New teacher pay plan falls short of what is needed

Kevin Griffin

We can expect to see some changes coming relatively soon to education with N.C. Gov. Pat McCrory’s announcement Monday.

Unfortunately, this new teacher pay plan does little to actually address a problem that is critical for the quality of education in the state.

McCrory announced a plan to raise teacher starting pay by $4,400 over the next two years, according to WRAL.

Teacher pay has, for good reason, been a major topic of discussion in the debate over how the United States can improve education. Perhaps nowhere is that issue more pertinent than in North Carolina, which is ranked 49th in the country for average instructional pay in the 2011-12 school year, according to a National Education Association report.

The starting salary for most teachers is $30,000 a year, and teachers typically must work 15 years before earning $40,000, according to WRAL.

While it is good to see that some teachers will receive a raise, the plan is nowhere near what is needed to address the problem of teacher pay in the state.

As McCrory himself said, only 32,000 of the 95,000 teachers in the state will see the benefits of the proposal, according to the News & Observer. The more experienced teachers who do important work for the state will not get anything from this.
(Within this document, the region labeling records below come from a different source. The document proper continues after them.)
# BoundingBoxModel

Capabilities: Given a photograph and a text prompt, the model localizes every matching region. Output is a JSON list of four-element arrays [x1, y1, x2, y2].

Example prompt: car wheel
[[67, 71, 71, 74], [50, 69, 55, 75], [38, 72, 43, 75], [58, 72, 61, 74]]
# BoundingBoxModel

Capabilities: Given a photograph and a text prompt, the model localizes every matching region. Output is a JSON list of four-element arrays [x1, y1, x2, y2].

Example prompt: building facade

In introducing the policy, the governor spoke a great deal about the importance of investment in teachers, according to WRAL.

But this proposal shows little commitment to that objective.

Everyone understands that teaching in public schools is not going to be an incredibly lucrative profession, but we should not take advantage of the fact that teachers do what they do out of dedication to their profession by refusing to pay them reasonably.

As dedicated as teachers are, people are only capable of taking so much, and we are now seeing the consequences of undervaluing teachers in policy.

The teacher turnover rate had grown to 14.3 percent in the 2012-13 school year, compared to 12.1 percent in 2011-12, according to a December 2013 report by the Educator Effectiveness Division. Fifteen percent of that number claimed personal reasons for leaving the school system, reasons which could range from dissatisfaction in the profession to teachers deciding to leave the state for other teaching jobs.

Something clearly must change in how North Carolina pays its teachers, but the plan put forth by the governor misses the mark.

What is needed is a plan to allow all teachers in the state to see a financial gain, but the ideas for how such a plan would evolve are vague at the moment.

Kevin Griffin, a sophomore journalism major from Madison, is an opinion writer.